しばらく泣いて、落ち着いた頃に彼の方から電話がかかってきた。彼は浮気したことを素直に認めたが「最近お前太って魅力無くなってきたから」と開き直った。ショックで何も言えなくなる私の代わりに、隣で聞いていた美波が怒鳴った。
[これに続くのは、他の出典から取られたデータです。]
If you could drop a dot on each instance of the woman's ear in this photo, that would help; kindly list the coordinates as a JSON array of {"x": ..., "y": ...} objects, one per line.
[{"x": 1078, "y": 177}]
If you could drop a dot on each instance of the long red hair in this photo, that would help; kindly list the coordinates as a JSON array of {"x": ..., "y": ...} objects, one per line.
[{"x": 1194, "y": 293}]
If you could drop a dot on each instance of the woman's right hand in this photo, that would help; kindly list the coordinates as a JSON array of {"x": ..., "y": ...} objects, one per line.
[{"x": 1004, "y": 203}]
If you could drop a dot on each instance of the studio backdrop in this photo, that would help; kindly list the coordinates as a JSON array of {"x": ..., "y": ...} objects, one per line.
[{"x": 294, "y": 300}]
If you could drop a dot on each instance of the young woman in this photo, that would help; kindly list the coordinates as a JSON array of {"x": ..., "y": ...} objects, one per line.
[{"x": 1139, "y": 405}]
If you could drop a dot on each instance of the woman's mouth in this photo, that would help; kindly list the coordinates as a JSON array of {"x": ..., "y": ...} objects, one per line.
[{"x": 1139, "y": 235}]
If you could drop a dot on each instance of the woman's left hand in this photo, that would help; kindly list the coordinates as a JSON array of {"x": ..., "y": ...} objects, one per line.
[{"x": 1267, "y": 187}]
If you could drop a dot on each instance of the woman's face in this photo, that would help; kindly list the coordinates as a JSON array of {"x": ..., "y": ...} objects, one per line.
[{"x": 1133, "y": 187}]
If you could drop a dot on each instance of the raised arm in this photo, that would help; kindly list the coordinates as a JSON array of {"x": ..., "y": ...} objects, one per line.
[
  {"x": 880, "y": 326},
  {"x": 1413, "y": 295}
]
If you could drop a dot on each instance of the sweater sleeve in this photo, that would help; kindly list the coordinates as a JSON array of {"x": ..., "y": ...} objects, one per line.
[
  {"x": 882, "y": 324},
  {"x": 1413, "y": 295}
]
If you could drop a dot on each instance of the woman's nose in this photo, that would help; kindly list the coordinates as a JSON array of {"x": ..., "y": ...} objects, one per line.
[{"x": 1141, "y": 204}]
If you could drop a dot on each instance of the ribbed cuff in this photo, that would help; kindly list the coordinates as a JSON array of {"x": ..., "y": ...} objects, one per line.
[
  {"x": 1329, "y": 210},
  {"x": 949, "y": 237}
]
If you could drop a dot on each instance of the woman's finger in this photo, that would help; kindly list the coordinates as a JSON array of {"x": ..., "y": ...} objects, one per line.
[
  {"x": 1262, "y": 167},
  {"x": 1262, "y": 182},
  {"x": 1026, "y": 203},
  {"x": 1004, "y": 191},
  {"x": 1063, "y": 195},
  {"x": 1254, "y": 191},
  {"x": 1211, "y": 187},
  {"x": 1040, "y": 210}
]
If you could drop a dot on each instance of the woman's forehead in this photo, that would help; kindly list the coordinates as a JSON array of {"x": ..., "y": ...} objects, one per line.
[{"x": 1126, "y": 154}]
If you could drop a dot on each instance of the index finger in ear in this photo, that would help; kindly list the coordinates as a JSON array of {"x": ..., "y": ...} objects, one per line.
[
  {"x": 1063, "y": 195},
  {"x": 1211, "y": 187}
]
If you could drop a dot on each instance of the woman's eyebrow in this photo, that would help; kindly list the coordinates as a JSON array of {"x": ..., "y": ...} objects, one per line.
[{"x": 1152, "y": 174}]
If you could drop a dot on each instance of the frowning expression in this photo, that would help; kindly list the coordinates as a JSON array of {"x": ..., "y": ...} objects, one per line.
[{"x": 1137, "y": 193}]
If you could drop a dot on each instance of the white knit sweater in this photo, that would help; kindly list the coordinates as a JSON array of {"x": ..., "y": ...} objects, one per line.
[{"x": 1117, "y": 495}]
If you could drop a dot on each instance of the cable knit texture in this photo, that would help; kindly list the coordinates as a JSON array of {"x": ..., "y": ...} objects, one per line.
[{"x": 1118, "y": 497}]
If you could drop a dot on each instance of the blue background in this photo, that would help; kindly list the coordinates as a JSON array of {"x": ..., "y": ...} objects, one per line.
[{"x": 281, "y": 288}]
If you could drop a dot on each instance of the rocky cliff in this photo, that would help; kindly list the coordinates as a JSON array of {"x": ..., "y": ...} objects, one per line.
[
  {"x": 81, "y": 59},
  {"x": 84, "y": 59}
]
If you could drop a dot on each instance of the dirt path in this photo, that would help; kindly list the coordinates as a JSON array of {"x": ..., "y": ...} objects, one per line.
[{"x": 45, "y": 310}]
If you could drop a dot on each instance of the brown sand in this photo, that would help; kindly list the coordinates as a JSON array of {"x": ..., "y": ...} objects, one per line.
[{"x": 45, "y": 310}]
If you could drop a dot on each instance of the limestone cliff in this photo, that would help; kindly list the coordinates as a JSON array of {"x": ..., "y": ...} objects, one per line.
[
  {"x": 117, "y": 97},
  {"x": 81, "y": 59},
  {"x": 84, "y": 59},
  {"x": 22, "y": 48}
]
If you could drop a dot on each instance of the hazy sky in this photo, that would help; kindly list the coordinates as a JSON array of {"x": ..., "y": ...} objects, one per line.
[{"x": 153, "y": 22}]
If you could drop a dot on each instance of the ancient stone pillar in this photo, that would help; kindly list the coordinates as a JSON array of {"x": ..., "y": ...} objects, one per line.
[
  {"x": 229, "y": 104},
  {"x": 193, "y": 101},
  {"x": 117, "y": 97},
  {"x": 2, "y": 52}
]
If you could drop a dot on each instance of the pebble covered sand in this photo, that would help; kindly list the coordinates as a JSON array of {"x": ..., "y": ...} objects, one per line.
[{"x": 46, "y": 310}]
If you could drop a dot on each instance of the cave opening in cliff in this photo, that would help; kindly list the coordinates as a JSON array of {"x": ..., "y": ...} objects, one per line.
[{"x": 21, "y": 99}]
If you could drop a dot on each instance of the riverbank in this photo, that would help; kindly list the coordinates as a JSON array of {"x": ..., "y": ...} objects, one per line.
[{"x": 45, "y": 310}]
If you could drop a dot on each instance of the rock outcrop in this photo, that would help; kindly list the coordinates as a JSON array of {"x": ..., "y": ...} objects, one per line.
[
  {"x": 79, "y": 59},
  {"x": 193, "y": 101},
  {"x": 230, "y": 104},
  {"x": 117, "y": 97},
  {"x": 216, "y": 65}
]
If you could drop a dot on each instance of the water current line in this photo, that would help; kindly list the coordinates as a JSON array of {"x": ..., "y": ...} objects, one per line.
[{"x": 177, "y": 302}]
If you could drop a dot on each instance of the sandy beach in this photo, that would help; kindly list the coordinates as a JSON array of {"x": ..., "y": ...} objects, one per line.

「あぁ!? ふざけんじゃねぇぞてめぇ! 女の子泣かせて何開き直ってんだこのクズ!」
すると電話は切られ、着信拒否にまでされてしまった。
「くそっ。なんだあのクズ……ぽっちゃりしてても彩は可愛いだろうが!」
「……太ってることは否定しないんだ」
「あっ……ごめん彩……」
「……いいの。事実だし。……私も最近太ってきたなぁって、思ってたし。……見ないふりしてたけど」
彼氏には捨てられ、彼のために買ったケーキは落としてぐちゃぐちゃになってしまった。
「……ケーキ、もったいないから食って良い?」
「けど……ぐちゃぐちゃだよ」
「良いよ。食おうよ。やけ食い」
「……私はいい。これ以上太りたくない」
「……そっか。なら、あたしが一人で食うね」
そう言って彼女はぐちゃぐちゃになってしまったケーキを一人で食べ始めた。食べながら、彼女は何故か泣き始めてしまう。
「なんで美波が泣くのよぉ……」
「ごめん……ケーキが美味しすぎて」
「……そこね、結構有名なお店なんだ」
「そうなんだ。通りで美味いわけだ。あんなクズに食わせるのは勿体無いね」
「……苺一粒だけ貰ってもいい?」
「うん。食べなよ。高かったんでしょ?ほら、あーん」
「……あーん」
彼女の手から口に放り込まれたいちごは、いつもより酸っぱく感じた。